Uncharacteristically, Rutan had some doubts himself. "It was extremely risky technology," he says. "We were a company that had never built a supersonic aircraft, and here we had to go straight up into space at Mach 3" -- three times the speed of sound. There would be any number of other firsts to tackle: Scaled Composites had never launched one aircraft from another, never built the sort of flight simulator that would be necessary for training and testing, never designed a thruster system needed to turn a spacecraft in space, and never put together from scratch an electronic navigation system. Most daunting of all, Rutan and Scaled had never built a rocket motor -- the source of fully half of all space-launch failures -- and had never had to deal with the nightmarish heat and extreme forces generated from reentering the atmosphere at high speeds. Each of those challenges had been the cause of a Space Shuttle disaster.
But the breakthroughs came quickly. Rutan thought up a simplified design for a rocket motor and contracted its manufacturing out to SpaceDev, a company in Poway, Calif., that had developed rocket motors that burn a relatively easy-to-control mixture of liquid laughing gas and rubber, producing a full ton of thrust. And in a middle-of-the-night inspiration, Rutan came up with a way to avoid a hot, ultra-high-speed, difficult-to-control reentry: Add rotating wings that would tilt back during reentry, effectively configuring the entire aircraft as one big air brake. It was a typically out-of-the-box innovation that stunned many of his engineers. "People, especially the pilots, came to me later and said, 'Burt, we thought you were really smoking something there for a while," Rutan recalls.
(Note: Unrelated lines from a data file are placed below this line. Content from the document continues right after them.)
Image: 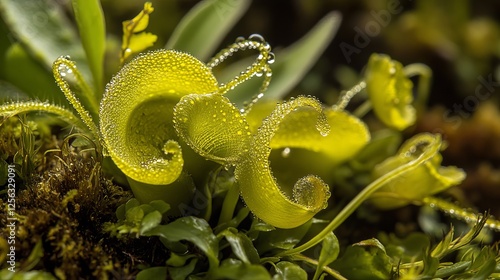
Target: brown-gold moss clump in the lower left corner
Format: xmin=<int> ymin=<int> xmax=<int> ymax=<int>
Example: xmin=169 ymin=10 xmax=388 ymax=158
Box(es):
xmin=0 ymin=152 xmax=166 ymax=279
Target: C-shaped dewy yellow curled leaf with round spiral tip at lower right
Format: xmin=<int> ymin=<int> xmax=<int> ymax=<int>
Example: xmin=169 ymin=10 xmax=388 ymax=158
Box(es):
xmin=235 ymin=97 xmax=330 ymax=228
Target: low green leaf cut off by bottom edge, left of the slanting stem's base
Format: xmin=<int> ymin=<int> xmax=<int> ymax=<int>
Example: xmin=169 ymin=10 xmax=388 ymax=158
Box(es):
xmin=210 ymin=259 xmax=271 ymax=280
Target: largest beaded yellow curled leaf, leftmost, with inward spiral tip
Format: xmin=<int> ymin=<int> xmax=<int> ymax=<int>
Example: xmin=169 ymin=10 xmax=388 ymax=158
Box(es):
xmin=99 ymin=50 xmax=218 ymax=185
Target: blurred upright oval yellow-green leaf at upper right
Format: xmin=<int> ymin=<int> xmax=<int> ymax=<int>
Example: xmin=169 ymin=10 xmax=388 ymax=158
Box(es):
xmin=365 ymin=54 xmax=416 ymax=130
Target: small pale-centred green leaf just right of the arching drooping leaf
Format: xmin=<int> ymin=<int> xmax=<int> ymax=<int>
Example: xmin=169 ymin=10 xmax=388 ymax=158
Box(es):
xmin=219 ymin=228 xmax=260 ymax=264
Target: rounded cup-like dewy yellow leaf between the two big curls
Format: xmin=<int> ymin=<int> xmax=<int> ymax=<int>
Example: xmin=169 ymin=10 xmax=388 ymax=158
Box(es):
xmin=174 ymin=94 xmax=250 ymax=164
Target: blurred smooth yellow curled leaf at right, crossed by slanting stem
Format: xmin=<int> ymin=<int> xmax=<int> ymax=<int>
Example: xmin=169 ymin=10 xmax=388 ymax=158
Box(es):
xmin=371 ymin=133 xmax=465 ymax=209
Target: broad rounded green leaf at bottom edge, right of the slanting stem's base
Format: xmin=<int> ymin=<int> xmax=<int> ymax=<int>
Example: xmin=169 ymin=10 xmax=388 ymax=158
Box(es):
xmin=332 ymin=238 xmax=392 ymax=279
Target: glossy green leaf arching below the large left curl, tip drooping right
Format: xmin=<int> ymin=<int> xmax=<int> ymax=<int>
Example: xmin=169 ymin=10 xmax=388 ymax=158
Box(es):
xmin=144 ymin=216 xmax=219 ymax=269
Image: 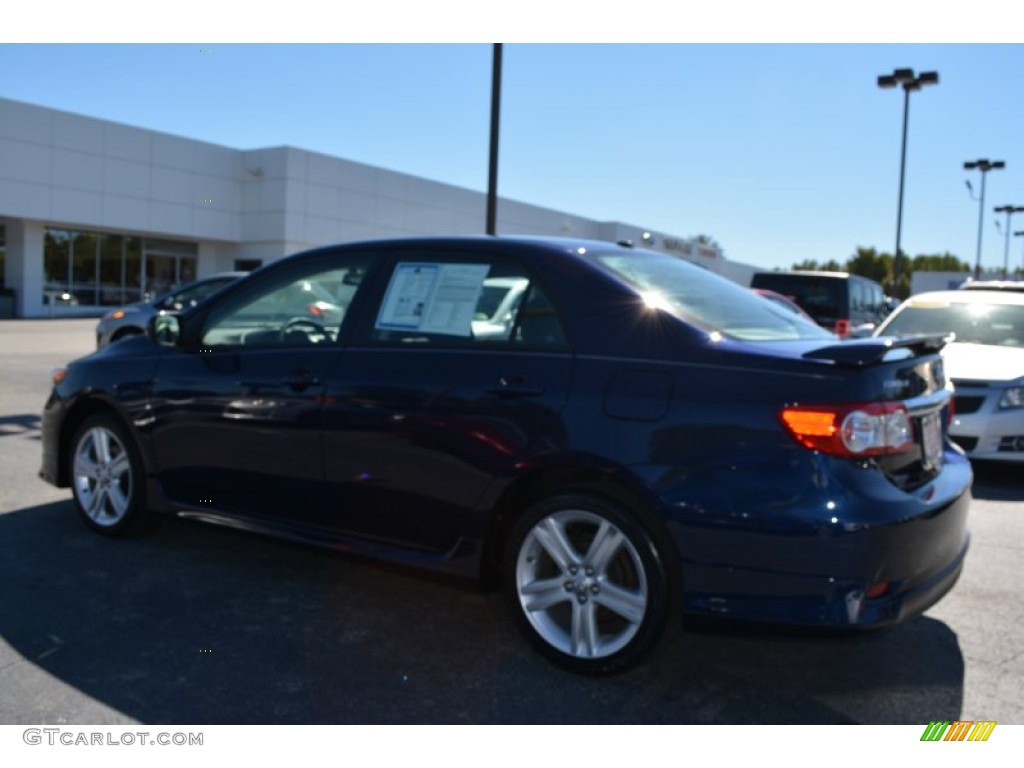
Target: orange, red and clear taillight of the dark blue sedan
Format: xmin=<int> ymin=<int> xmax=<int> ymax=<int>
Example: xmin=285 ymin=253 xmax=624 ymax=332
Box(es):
xmin=779 ymin=402 xmax=913 ymax=458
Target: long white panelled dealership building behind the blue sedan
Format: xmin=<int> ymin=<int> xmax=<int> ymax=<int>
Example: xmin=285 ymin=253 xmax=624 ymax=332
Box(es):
xmin=0 ymin=98 xmax=755 ymax=317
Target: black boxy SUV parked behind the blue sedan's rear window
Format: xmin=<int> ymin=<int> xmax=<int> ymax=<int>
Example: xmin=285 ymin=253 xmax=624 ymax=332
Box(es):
xmin=751 ymin=270 xmax=890 ymax=338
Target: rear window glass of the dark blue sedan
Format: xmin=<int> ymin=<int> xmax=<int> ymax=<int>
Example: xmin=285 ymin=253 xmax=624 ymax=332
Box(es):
xmin=593 ymin=251 xmax=831 ymax=341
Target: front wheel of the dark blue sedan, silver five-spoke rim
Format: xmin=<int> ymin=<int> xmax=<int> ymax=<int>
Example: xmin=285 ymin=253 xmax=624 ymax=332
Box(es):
xmin=71 ymin=414 xmax=145 ymax=536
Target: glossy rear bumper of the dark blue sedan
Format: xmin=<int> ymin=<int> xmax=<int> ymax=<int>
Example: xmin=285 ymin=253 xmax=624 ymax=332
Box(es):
xmin=674 ymin=451 xmax=973 ymax=628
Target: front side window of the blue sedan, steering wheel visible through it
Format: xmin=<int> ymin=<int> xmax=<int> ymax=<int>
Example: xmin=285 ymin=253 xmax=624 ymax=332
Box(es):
xmin=200 ymin=258 xmax=369 ymax=348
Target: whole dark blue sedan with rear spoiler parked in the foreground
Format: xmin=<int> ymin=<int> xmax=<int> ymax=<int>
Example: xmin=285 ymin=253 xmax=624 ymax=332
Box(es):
xmin=41 ymin=238 xmax=972 ymax=673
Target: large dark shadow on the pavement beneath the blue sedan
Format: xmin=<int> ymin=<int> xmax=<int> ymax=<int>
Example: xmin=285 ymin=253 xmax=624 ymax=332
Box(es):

Not that it was all smooth sailing. In one early test, SpaceShipOne lurched out of control and was barely rescued by its pilot from crashing; it turned out the tail was too small to provide adequate stability. To fix the problem Rutan used one of his tricks from the old days of RAF: He lashed the tail to a truck and drove it up and down the runway to study the airflow around it. Meanwhile, the aircraft's rocket motor incinerated itself in its first test, and then kept falling just short of the needed power. The Federal Aviation Administration even weighed the possibility of forbidding the launch. Back in Allen's office, Moore was concerned. He had researched the 1919 Orteig Prize and learned that famed polar explorer Adm. Richard Byrd had also entered the transatlantic race, spending an astonishing $100,000, only to ditch his plane in the ocean. "I sent an e-mail note to Paul saying, 'We could be funding Byrd. Is someone going to come in from their garage and do this for half or a third the price, like Lindbergh did?"